You can't exactly urbanize all rural areas or deurbanize large cities. It's not something that demography will solve since rural areas are dependent on cities for money and technology while cities are reliant on rural areas for food and resources.

It'll lead to the exact problem we had with the Articles of Confederation, where each state was looking out for it's own interest and spited the federal government for trying to unify them.
SW-User
@TinyViolins i see what you're saying but with our strong federal government I feel we could much more easily address those issues than we could back then.

Nowadays our fed gov has the means to ensure that vital resources are exchanged between states in such a way that is mutually beneficial for both parties.

Arbitrated interstate commerce so to speak.
TinyViolins · 31-35, M
@SW-User The federal government could easily be weakened with extreme enough legislators or presidents, which is what the electoral college is doomed to produce with states becoming more partisan and more extreme after this realignment.

We need more moderation, not more polarity. I think the only way to do that is to break up the duopoly with more third parties and more independent candidates. The best way to get them on-board is by breaking the stranglehold at the state level.

Make it so that anybody can run in a primary, instead of having one Republican and one Democrat one. Then make something like ranked-choice voting where people can vote for more than one candidate so they don't have to feel so strongly about one, and they won't become so embittered when their top choice doesn't make the cut.
SW-User
@TinyViolins fair enough. I like what the #RepresentUs movement is working toward...pretty much all you've said here.

My only qualm is that what you've said and what they say is so much more complex than just sending people to their respective corners and having the fed gov actually work for their livings by playing peacekeeper.
TinyViolins · 31-35, M
@SW-User The problem is a cultural one, not necessarily a political one, and it's guaranteed to be a losing argument when you tell someone their culture is wrong.

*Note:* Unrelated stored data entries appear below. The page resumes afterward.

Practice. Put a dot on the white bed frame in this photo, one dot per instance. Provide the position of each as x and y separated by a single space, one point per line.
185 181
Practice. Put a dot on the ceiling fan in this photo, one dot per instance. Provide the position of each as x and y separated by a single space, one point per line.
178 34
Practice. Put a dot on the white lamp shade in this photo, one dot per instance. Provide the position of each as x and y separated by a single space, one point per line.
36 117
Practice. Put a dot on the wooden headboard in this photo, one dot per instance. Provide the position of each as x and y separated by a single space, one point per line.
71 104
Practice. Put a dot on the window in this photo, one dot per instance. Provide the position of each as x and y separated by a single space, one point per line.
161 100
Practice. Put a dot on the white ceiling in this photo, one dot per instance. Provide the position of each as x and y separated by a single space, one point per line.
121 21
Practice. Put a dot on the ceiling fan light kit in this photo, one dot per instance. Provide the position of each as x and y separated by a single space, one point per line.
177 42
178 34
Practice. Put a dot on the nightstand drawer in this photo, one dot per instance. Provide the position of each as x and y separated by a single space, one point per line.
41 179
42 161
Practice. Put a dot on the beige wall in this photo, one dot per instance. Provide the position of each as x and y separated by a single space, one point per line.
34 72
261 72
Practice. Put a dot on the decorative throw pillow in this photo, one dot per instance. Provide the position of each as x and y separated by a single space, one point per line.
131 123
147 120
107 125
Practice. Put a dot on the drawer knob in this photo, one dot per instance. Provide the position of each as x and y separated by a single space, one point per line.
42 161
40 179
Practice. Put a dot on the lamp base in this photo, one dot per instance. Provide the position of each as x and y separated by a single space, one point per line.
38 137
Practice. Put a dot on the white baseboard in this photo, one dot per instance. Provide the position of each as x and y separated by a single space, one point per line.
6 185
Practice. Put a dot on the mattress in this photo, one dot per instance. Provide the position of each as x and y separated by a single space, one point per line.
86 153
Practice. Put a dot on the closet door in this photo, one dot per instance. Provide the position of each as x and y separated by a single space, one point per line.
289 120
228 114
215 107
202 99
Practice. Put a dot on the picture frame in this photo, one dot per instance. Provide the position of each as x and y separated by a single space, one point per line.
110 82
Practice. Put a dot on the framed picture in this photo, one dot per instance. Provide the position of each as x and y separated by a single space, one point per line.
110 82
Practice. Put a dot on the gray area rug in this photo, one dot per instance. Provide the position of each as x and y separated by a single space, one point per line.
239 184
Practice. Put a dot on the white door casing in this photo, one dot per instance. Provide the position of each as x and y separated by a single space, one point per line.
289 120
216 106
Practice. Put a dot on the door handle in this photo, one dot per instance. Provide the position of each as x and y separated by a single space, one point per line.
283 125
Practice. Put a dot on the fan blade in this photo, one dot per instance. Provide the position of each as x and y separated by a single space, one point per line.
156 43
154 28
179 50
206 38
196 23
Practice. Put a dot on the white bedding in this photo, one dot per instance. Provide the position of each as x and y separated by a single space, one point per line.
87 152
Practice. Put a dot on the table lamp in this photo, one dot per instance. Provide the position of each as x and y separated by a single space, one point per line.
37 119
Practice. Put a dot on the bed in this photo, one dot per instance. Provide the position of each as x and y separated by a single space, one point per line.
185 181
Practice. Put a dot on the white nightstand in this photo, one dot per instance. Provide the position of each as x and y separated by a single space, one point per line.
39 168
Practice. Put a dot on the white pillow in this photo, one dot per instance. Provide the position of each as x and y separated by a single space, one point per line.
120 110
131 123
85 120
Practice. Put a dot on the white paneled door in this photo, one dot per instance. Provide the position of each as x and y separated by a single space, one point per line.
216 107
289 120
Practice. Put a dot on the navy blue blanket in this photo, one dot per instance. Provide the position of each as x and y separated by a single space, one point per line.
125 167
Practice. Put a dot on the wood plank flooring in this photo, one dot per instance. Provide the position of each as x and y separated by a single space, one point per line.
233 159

Life moves very differently in an urban environment compared to a rural one, yet our political mechanisms are expected to represent both. That becomes exponentially more difficult when you have curated media outlets feeding each audience an unbalanced diet of information which exalts one political party and demonizes the other.

The solution is to create more cultural bridges so that people can actually trust and respect each other, because it makes us more likely to work together instead of quarreling from opposite ends. We can promote civility by promoting empathy, but there's only so much the federal government can do with that regards.